CrossFit Discussion Board  

Go Back   CrossFit Discussion Board > Community > Community
CrossFit Home Forum Site Rules CrossFit FAQ Search Today's Posts Mark Forums Read

Community Catch all category for CrossFit community discussion.

Reply
 
Thread Tools
Old 03-28-2014, 12:59 PM   #1
Greg Geis
Member Greg Geis is offline
 
Profile:
Join Date: Jan 2014
Location: Houston  TX
Posts: 23
HQ: Who's the Fittest Region?

I think it would be interesting to play around with the statistical distributions comparing each region for 14.1-14.5. I would like to see how the 50th, 90th, 99% compare for each region. It would also be cool to see if there are "stronger" regions (14.3) or "motor" regions (14.5) or if they get pretty even once you get a large enough dataset of Crossfitters.

The analysis is really easy to put together. You could pull out most of the information with a cumulative probability distribution comparing the different regions. Example: http://en.wikipedia.org/wiki/File:Chi-square_cdf.svg (WFS).

You could also pull the P(10) P(50) P(90) P(99) which would compare the percentiles of each region to see if they are consistent, or do they vary from one to another. The Northeast is stacked at the highest level, does that carry for the top 10%, the average?

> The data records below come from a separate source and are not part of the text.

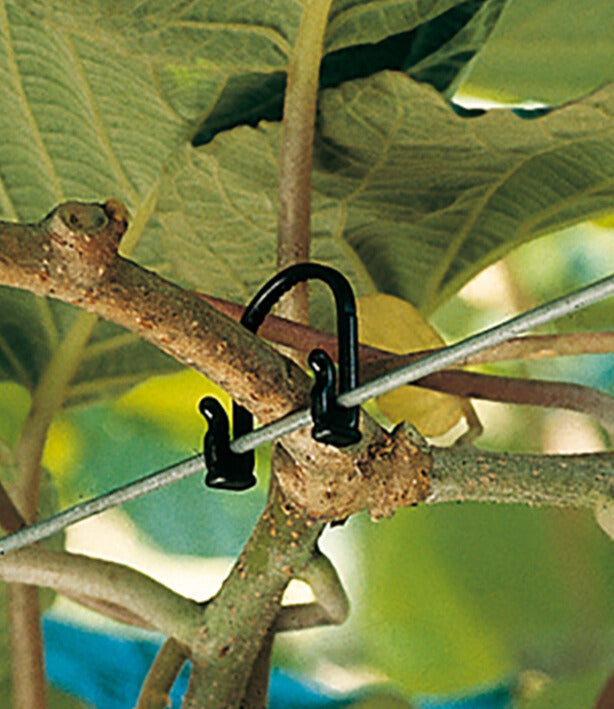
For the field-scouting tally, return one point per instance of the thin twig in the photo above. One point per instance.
(155, 692)
(257, 690)
(464, 473)
(532, 392)
(28, 669)
(153, 603)
(305, 338)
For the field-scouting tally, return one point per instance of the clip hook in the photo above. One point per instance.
(333, 424)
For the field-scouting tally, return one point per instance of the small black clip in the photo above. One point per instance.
(333, 424)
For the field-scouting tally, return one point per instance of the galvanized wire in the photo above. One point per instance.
(415, 370)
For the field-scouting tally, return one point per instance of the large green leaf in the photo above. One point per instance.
(409, 198)
(483, 592)
(98, 98)
(548, 51)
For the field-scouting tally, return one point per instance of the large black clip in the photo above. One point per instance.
(333, 424)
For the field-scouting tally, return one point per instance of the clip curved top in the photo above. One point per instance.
(333, 424)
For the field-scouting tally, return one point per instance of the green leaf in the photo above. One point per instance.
(95, 99)
(408, 198)
(352, 22)
(442, 52)
(483, 592)
(549, 52)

The biggest hurdle to getting this is the data size. If it was a small data set I could do it in an hour in excel. But 200,000 competitors X 5 workouts = 1,000,000 data points, which is starting to be a fairly large dataset. Also, you can only pull up 50 competitors at a time on the games site, so you'd need to be able to download the data all at once, copy paste isn't going to cut it.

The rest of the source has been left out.